Kod-29 ile işten çıkarılanların verisi verilmiyor

Arzu, Çalışma Bakanlığı’nın kod-29 ile işten çıkarılanların sayısını yayınlamadığını ifade ederek, pandeminin başından itibaren kaç kişinin bu kodla işten çıkarıldığına dair Bilgi Edinme Kanunu çerçevesinde Çalışma Bakanlığı’na başvuruda bulunduklarını kaydetti. Bu çerçevede kendilerine bir rakam verildiğini ancak kadın-erkek dağılımı ve hangi gerekçelerle işten çıkarıldıklarına dair bir veri elde edemediklerini söyleyen Arzu şöyle devam etti: “Bilgi Edinme Kanunu çerçevesinde veri istememize rağmen bu karşılanmadı. O nedenle de kaç kadının bu kodla işten çıkarıldığını bilmiyoruz.”

‘2 genç kadından biri işsiz’

TÜİK’in yayınladığı veriler doğrultusunda kendilerinin gerçek verileri yayınladıklarını aktaran Arzu, “İşsizlik türleri ve geniş tanımlı işsizlik diye tabir ettiğimiz gerçek işsizlik tablosunu 10 yıldır DİSK-AR olarak hesaplayıp yayınlıyoruz. Çalışma Bakanı da pandemiyle birlikte gerçek verinin geniş tanımlı işsizlik olduğunu kabul etti. Onlar da ‘atıl işgücü’ adı altında açıklamaya başladılar. TÜİK sadece son 4 hafta içinde iş arayanları işsiz kabul ediyor. Oysa geniş tanımlı işsizlik bütün dünyada ve çalışma ekonomisi literatüründe de daha fazla kabul gören ve pandemide de gerçekliği herkes tarafından kabul edilen gerçek işsizlik tablosunu ortaya koyuyor. Bu açıdan bakıldığında şu an Türkiye’de geniş tanımlı işsiz sayısı 10 milyona ulaşmış durumda.
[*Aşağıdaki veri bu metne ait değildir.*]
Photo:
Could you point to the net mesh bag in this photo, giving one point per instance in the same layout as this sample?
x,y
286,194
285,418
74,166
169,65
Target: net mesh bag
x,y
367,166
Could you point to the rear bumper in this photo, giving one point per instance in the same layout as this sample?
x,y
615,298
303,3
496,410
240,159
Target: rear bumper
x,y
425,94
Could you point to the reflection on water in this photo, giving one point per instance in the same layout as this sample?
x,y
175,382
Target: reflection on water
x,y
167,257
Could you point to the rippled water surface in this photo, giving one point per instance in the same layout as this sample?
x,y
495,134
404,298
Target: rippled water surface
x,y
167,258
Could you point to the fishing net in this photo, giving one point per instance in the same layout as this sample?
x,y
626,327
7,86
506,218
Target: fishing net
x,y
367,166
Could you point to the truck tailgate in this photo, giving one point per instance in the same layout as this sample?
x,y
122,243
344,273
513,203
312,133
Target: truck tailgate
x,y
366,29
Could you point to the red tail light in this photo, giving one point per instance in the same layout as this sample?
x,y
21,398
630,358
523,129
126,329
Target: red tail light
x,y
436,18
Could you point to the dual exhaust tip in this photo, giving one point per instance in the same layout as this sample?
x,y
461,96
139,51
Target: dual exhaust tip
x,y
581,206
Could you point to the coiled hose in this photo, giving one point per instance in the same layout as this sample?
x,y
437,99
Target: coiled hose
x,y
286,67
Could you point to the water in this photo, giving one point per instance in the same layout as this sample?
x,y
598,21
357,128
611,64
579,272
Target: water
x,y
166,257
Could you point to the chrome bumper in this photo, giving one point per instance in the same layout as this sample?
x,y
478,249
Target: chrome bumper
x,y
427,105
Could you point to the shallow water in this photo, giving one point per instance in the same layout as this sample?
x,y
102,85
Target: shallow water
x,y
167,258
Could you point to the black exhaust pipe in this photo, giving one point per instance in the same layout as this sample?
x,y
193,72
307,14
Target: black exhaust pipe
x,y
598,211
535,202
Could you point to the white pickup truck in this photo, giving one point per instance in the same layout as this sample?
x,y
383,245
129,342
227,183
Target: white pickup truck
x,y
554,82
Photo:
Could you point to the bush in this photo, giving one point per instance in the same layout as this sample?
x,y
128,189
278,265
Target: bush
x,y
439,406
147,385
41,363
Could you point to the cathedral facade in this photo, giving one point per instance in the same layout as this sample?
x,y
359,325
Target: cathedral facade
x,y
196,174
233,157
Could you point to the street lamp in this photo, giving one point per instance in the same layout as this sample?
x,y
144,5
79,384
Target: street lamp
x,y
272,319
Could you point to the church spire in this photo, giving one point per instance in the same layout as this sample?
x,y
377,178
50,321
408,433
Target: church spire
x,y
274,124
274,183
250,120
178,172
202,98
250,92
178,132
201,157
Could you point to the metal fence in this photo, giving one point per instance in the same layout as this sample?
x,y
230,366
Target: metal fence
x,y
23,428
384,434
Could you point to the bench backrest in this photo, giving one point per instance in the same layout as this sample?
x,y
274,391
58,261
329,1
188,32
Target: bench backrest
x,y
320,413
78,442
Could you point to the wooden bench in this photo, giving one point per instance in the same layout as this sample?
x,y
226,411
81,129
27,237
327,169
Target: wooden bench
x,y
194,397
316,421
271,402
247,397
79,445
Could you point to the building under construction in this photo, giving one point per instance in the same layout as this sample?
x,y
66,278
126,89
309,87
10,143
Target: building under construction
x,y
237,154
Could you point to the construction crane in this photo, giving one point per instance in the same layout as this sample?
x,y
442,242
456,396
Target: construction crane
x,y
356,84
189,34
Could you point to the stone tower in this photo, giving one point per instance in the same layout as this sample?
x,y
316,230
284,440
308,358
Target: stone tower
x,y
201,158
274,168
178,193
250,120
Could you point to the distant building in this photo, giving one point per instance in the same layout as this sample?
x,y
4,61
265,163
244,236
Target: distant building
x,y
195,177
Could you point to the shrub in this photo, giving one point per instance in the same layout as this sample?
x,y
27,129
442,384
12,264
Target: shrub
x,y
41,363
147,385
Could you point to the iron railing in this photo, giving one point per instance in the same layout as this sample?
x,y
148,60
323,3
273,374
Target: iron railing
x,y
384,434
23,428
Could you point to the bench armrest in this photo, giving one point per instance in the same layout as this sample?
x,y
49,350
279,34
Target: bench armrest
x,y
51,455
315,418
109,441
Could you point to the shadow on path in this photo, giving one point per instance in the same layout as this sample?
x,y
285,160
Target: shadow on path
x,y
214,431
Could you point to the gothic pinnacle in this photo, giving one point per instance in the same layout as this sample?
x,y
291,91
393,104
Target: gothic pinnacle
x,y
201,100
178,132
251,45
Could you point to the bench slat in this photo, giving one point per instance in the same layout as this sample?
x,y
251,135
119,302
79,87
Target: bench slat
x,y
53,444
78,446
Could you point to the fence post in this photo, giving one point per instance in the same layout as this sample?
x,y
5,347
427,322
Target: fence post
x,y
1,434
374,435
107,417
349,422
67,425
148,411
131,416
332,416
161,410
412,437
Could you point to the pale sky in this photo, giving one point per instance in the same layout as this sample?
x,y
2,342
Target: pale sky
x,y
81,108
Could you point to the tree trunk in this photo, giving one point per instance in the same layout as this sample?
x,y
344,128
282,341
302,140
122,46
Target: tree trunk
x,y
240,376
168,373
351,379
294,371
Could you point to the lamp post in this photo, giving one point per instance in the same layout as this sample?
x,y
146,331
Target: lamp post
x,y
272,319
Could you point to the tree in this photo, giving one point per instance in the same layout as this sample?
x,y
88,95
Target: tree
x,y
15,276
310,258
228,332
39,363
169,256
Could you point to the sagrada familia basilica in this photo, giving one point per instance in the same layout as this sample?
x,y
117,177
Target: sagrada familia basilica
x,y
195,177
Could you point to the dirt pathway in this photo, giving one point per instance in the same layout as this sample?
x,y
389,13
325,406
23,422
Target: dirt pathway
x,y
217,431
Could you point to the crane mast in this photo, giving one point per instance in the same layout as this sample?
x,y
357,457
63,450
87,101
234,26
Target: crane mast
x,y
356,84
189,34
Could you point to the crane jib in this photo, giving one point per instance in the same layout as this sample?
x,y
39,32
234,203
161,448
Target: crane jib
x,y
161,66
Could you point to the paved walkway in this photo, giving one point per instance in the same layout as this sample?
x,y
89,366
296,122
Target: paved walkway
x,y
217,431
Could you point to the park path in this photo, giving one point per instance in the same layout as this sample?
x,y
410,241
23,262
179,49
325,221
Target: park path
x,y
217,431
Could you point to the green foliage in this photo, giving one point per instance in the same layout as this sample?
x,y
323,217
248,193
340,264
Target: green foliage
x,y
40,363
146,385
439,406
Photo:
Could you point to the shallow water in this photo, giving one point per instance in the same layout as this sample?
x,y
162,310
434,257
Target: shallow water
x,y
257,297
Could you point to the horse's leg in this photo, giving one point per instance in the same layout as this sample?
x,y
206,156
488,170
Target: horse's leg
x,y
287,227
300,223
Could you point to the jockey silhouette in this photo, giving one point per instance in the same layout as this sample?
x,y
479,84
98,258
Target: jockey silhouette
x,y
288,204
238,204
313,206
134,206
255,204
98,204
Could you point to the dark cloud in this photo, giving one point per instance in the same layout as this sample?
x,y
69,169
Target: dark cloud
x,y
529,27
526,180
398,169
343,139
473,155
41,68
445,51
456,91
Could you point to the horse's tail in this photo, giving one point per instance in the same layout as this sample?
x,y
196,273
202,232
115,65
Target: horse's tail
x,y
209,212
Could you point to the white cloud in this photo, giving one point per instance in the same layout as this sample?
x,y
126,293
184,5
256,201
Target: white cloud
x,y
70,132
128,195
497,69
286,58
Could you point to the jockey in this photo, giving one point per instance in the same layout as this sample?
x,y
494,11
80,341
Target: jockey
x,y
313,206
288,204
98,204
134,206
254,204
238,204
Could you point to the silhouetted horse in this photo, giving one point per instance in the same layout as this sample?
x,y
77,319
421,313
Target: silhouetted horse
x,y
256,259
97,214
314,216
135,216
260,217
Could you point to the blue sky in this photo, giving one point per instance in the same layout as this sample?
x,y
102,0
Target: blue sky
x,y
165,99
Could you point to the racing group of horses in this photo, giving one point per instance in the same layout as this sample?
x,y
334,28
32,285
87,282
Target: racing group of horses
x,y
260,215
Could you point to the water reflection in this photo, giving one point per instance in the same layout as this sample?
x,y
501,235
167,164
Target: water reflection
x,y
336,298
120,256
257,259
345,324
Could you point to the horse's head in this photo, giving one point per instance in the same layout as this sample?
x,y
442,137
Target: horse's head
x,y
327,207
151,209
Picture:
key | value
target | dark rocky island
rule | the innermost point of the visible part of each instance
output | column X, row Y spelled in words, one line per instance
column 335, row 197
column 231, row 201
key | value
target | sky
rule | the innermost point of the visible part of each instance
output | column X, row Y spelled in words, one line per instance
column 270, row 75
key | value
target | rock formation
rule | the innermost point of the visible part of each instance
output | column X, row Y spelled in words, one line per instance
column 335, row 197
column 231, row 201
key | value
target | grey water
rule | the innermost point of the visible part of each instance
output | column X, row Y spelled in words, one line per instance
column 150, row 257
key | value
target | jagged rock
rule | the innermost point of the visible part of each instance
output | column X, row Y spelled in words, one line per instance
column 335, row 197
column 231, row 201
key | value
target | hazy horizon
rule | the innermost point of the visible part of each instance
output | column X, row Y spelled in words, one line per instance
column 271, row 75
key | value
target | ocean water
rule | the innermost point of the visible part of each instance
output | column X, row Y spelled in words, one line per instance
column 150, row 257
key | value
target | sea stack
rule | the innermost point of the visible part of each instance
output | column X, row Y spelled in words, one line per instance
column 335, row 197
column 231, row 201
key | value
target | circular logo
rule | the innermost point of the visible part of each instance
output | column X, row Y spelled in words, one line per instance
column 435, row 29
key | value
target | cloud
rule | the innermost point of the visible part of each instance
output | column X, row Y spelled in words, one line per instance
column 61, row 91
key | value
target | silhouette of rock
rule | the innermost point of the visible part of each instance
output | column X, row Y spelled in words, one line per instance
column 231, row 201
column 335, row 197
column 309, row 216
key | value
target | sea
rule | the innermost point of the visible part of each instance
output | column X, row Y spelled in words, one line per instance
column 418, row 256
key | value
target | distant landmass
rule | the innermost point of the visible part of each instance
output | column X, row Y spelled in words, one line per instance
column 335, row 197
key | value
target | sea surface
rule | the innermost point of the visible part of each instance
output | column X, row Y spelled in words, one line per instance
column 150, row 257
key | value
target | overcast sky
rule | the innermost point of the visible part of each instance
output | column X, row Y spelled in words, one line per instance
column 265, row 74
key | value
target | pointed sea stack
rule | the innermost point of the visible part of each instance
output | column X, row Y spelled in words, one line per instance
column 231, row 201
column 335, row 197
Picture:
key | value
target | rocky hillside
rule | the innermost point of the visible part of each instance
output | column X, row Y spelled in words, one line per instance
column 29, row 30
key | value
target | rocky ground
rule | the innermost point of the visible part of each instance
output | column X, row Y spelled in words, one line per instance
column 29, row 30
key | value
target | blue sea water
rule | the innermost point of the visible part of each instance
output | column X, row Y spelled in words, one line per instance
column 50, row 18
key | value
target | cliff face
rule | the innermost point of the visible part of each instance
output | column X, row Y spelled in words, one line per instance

Genç ve kadın işsizliği ürkütücü boyutlarda. Geniş tanımlı kadın işsizliği yüzde 50’ye ulaşmış durumda. Pandemiyle birlikte her 2 genç kadından biri işsiz. Türkiye üniversite mezunlarını işe yerleştirme konusunda Avrupa’da sonuncu. Bu tabloyu tersine çevirmek mümkün. Kadınların istihdama katılmalarındaki engeli kaldıracak politikaları hayata geçirmek, kadın istihdamının erkeklerle eşit koşullarda istihdam edilmesini sağlamak ve özellikle de işsizliğin çözümüne dönük temel yapısal sorunları çözecek, güvenceli, kalıcı istihdam yaratacak, üretime dayalı bir ekonomik politika, çalışma saatlerinin kısaltılması, kamu istihdamının artırılması gibi temel yapısal sorunların çözümüne dair adımların atılması mümkün. Bu yapılırsa işsizlik rakamları düşecek ve kadın işsizliği anlamında önemli adımlar atılacaktır” dedi.